Custard couldn’t be easier to make, it mixes up in a flash and then spends the majority of it’s time in the oven while you can do other things (like read blogs). I often mix mine up in the evening pulling it out of the oven right before bed to cool
There are a few different options for making this custard. If you want to make it super quick, simply whisk all ingredients together, pour in dish or cups and bake. If you want extra flavor and nutrition, steep milk with vanilla beans and true or sweet cinnamon sticks*.
BASIC NOURISHING CUSTARD
(recipe is easily halved, but believe me, you’ll be wishing you hadn’t)
6 eggs, from pastured chickens (or ducks which have larger yolks & make creamier custard)
1/4 cup organic maple syrup or local raw honey (double this for sweeter custard)

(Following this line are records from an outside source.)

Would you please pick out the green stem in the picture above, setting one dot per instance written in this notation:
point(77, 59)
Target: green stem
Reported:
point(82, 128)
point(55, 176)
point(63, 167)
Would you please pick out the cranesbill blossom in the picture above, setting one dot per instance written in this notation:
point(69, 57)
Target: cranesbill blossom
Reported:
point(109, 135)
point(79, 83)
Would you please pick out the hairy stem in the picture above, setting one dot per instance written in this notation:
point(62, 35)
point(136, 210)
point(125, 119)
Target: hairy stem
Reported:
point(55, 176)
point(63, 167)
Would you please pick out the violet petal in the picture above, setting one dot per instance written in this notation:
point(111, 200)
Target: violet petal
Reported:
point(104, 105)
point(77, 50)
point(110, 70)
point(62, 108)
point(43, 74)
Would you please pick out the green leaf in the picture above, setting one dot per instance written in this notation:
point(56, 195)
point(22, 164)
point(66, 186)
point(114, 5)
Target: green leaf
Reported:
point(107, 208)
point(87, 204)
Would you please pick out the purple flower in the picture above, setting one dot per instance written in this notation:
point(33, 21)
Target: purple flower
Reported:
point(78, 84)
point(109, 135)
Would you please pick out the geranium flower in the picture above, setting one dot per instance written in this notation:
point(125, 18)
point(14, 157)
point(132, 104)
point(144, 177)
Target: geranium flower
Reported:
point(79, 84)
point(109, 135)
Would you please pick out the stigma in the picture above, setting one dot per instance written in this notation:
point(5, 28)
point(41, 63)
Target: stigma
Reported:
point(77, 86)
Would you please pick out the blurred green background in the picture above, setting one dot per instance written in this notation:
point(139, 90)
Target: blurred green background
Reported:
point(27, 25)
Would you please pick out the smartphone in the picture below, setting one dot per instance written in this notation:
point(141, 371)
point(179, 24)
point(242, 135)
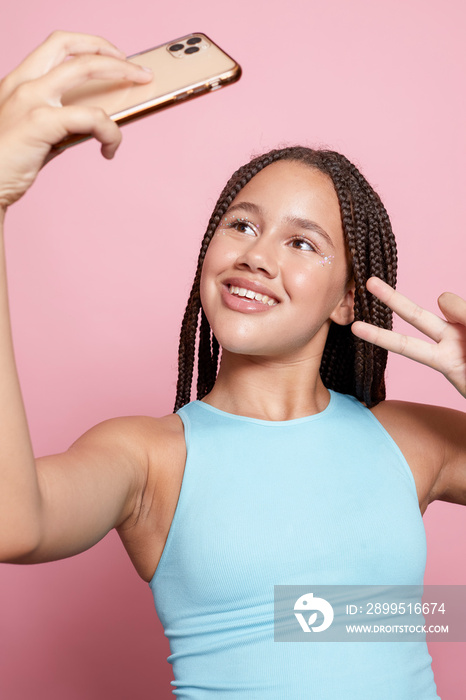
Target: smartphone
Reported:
point(182, 69)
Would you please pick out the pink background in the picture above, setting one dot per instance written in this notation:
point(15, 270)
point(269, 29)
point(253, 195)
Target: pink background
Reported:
point(101, 257)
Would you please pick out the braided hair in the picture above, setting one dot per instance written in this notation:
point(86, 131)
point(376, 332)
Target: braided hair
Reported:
point(349, 365)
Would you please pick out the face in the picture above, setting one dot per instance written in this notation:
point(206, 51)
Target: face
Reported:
point(276, 270)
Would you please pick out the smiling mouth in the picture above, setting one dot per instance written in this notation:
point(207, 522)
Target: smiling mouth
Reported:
point(249, 294)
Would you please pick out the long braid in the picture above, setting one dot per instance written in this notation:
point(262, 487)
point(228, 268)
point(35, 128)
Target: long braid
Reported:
point(348, 365)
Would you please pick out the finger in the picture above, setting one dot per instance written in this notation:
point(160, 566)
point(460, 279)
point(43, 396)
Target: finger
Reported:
point(53, 51)
point(414, 348)
point(425, 321)
point(453, 307)
point(74, 73)
point(79, 120)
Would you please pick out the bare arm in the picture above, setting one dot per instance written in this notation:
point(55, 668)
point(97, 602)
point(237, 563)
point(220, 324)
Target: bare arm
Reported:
point(68, 501)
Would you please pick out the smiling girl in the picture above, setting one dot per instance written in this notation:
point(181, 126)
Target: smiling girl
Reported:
point(290, 467)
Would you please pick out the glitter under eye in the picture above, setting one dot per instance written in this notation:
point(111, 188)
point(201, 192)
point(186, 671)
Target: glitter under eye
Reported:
point(326, 260)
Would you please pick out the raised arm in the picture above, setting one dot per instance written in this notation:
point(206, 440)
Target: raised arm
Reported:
point(65, 503)
point(433, 435)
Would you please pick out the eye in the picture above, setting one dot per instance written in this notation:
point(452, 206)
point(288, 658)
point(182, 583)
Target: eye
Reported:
point(242, 226)
point(300, 243)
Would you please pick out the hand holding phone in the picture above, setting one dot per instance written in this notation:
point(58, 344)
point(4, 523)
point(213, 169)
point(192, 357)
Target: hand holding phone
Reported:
point(32, 119)
point(182, 69)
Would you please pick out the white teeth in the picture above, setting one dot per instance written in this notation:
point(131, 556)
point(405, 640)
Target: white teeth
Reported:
point(243, 292)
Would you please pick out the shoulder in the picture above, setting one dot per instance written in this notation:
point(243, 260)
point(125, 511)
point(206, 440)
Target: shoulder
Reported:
point(429, 438)
point(138, 438)
point(156, 450)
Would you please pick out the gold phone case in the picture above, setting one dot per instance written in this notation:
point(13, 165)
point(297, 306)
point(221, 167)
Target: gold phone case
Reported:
point(182, 69)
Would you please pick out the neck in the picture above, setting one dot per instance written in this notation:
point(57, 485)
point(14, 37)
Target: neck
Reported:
point(269, 389)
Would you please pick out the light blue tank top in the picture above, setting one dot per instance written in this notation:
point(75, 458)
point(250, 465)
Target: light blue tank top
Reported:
point(326, 499)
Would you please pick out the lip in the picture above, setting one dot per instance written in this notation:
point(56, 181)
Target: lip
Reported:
point(250, 284)
point(243, 304)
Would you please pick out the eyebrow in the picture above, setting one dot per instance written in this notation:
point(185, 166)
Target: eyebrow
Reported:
point(298, 221)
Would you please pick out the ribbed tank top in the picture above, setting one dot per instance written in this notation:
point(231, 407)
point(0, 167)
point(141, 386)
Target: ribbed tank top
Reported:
point(326, 499)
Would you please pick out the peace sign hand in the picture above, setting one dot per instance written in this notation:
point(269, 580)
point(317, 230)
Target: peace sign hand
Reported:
point(448, 352)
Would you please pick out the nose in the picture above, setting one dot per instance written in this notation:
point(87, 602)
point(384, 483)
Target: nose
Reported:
point(259, 256)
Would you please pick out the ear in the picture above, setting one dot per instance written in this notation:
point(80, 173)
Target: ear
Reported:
point(343, 313)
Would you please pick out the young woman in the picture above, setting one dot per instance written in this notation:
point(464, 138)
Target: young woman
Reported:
point(290, 468)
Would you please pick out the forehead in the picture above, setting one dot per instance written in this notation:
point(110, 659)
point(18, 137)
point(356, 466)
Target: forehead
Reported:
point(290, 189)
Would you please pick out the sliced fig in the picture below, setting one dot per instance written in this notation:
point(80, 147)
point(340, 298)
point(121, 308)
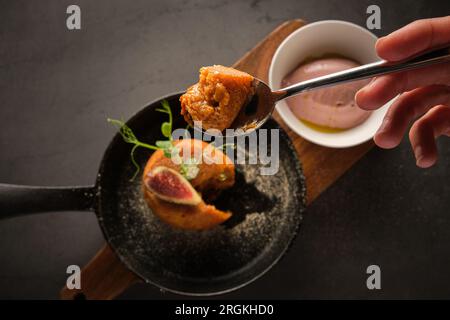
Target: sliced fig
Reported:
point(169, 185)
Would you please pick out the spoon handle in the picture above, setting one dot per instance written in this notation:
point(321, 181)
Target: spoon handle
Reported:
point(366, 71)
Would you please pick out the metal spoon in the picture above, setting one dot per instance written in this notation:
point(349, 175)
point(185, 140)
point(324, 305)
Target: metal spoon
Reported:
point(262, 104)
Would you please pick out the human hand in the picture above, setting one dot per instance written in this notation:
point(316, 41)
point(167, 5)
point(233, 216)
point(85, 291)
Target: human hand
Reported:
point(425, 93)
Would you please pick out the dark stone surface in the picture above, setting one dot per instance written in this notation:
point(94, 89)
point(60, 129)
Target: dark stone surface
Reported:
point(57, 87)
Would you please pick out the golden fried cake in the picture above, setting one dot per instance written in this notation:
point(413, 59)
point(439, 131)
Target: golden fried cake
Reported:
point(217, 98)
point(185, 210)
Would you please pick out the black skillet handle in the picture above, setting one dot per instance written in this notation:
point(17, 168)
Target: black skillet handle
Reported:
point(18, 200)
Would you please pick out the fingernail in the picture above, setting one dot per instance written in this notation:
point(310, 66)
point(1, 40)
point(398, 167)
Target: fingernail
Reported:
point(418, 153)
point(372, 81)
point(384, 125)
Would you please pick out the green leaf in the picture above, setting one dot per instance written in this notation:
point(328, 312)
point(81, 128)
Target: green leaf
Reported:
point(166, 129)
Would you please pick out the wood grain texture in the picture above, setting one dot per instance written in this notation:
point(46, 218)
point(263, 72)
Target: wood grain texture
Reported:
point(105, 277)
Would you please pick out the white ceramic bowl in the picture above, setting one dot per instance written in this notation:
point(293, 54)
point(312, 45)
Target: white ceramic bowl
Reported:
point(313, 40)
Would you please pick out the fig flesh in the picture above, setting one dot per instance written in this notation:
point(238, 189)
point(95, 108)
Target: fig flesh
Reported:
point(169, 185)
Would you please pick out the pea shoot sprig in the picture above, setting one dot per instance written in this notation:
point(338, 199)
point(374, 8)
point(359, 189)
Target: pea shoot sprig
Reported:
point(188, 168)
point(129, 137)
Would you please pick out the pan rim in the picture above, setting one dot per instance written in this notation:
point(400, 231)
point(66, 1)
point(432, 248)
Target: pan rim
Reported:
point(301, 196)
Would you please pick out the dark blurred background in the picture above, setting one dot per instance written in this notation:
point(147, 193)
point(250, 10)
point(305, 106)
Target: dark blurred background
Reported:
point(57, 87)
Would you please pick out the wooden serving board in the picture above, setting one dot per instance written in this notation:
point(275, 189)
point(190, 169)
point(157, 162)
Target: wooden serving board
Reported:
point(105, 277)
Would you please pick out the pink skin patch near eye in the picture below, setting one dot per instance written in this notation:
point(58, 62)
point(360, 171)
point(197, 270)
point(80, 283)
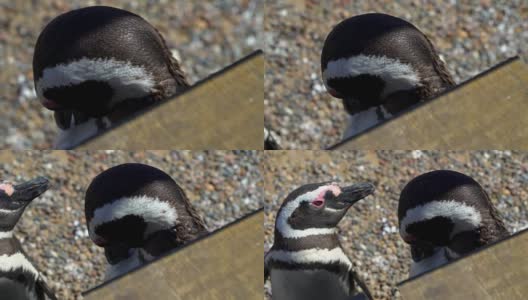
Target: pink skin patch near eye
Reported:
point(7, 188)
point(408, 238)
point(319, 200)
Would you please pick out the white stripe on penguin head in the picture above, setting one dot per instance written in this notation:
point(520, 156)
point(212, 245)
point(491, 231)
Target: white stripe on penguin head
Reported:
point(157, 214)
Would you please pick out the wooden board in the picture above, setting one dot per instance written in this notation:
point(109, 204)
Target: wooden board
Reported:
point(227, 264)
point(224, 111)
point(487, 112)
point(499, 271)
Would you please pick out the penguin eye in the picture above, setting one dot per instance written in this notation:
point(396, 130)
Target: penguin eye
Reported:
point(317, 203)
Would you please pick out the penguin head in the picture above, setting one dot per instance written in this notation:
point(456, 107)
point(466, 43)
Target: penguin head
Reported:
point(91, 61)
point(375, 59)
point(138, 210)
point(317, 208)
point(15, 198)
point(445, 214)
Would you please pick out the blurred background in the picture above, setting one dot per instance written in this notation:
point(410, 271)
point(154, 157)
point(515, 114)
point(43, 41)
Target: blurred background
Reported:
point(222, 185)
point(205, 36)
point(470, 35)
point(369, 231)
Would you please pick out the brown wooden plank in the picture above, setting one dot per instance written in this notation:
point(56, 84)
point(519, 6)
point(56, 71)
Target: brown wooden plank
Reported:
point(496, 272)
point(224, 111)
point(228, 264)
point(487, 112)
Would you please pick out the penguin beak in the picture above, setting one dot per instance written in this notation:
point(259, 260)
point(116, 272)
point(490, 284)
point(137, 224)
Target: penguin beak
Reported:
point(353, 193)
point(29, 190)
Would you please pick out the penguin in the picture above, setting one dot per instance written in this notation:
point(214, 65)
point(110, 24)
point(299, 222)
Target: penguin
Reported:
point(306, 260)
point(444, 215)
point(19, 278)
point(380, 65)
point(97, 66)
point(270, 143)
point(138, 213)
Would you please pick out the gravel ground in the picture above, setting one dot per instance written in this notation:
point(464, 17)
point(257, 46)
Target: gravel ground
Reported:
point(207, 36)
point(470, 35)
point(369, 231)
point(222, 185)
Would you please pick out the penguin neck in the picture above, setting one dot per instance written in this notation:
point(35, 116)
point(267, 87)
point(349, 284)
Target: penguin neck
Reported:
point(134, 261)
point(79, 131)
point(365, 119)
point(321, 241)
point(437, 259)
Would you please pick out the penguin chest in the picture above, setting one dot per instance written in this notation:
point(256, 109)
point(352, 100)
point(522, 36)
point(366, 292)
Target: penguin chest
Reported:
point(308, 284)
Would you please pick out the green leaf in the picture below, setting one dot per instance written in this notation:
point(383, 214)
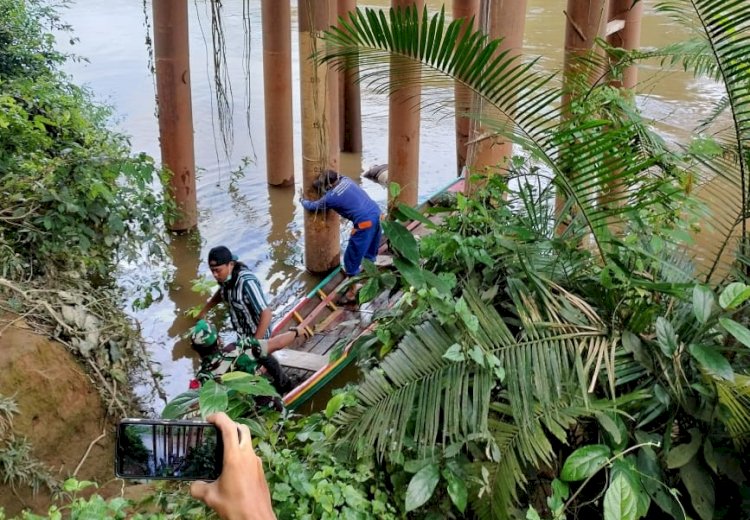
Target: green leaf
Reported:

2 teaspoons organic vanilla or 2 vanilla beans**
4-6 sticks of true or sweet cinnamon*
5 cups whole raw milk
dash of salt
organic ground nutmeg or cinnamon for top if desired
Preheat oven to 325 F for dish or 350 for cups.
If you want extra healthful and flavorful custard, steep milk with vanilla beans and cinnamon sticks (see below for sourcing for these). Whisk eggs, maple syrup, and vanilla if using in bowl, stir in milk. Pour into a glass baking dish or six custard cups. Sprinkle top with nutmeg or cinnamon if desired. Set the baking dish(es) in a pan of hot water, as you can see by my photo, I use 6 small Pyrex Rectangular Glass Containers nested in a rectangular glass baking dish for large single servings. Bake large dish at 325 degrees for 1 hour; bake cups at 350 degrees for 40 to 45 minutes. Custard is done when a knife inserted off-center comes out clean. Serve warm or cold, add an extra drizzle of maple syrup if you want it sweeter.
You can also make this even more healthful by adding some pumpkin to make pumpkin custard. Essentially all you need to do is swap out half the milk for pureed pumpkin. What a wonderful way to get a serving of vegetables first thing in the morning.
What’s your favorite nourishing breakfast?
I can also be found at Chiot’s Run where I blog daily about gardening, cooking, local eating, beekeeping and more; I also blog at Eat Outside the Bag blogging about all things food & cooking. You can also find me at Your Day Magazine, Not Dabbling in Normal, and you can follow me on Twitter and on Facebook.
*true or sweet cinnamon is different than the regular cinnamon you buy at the store (unless you have access to a hispanic store), it’s much sweeter, less cloying, and blends so much more beautifully with sweet dishes like this one. You can buy organic true cinnamon from Mountain Rose Herbs for a great price, I always have a big bag on hand. Cinnamon is a healthy addition to your diet, containing lots of manganese, calcium and iron. It also contains trace minerals that help regulate blood sugar. Here’s some great info on the health benefits of cinnamon.
**Vanilla beans can be quite pricey in the grocery store, but if you buy in bulk from Saffron.com it’s very nicely priced. Vanilla is also a healthy addition to your diet adding a wide variety of minerals and vitamins, it’s a natural anti-depressant and it help you relax (good for nighttime beverages). Here’s a great article about the health benefits of vanilla. You can also rinse and dry vanilla beans after using them in this recipe and throw them in your sugar crock to impart flavor. Or add to a bottle of brandy, bourbon or vodka to make your own vanilla.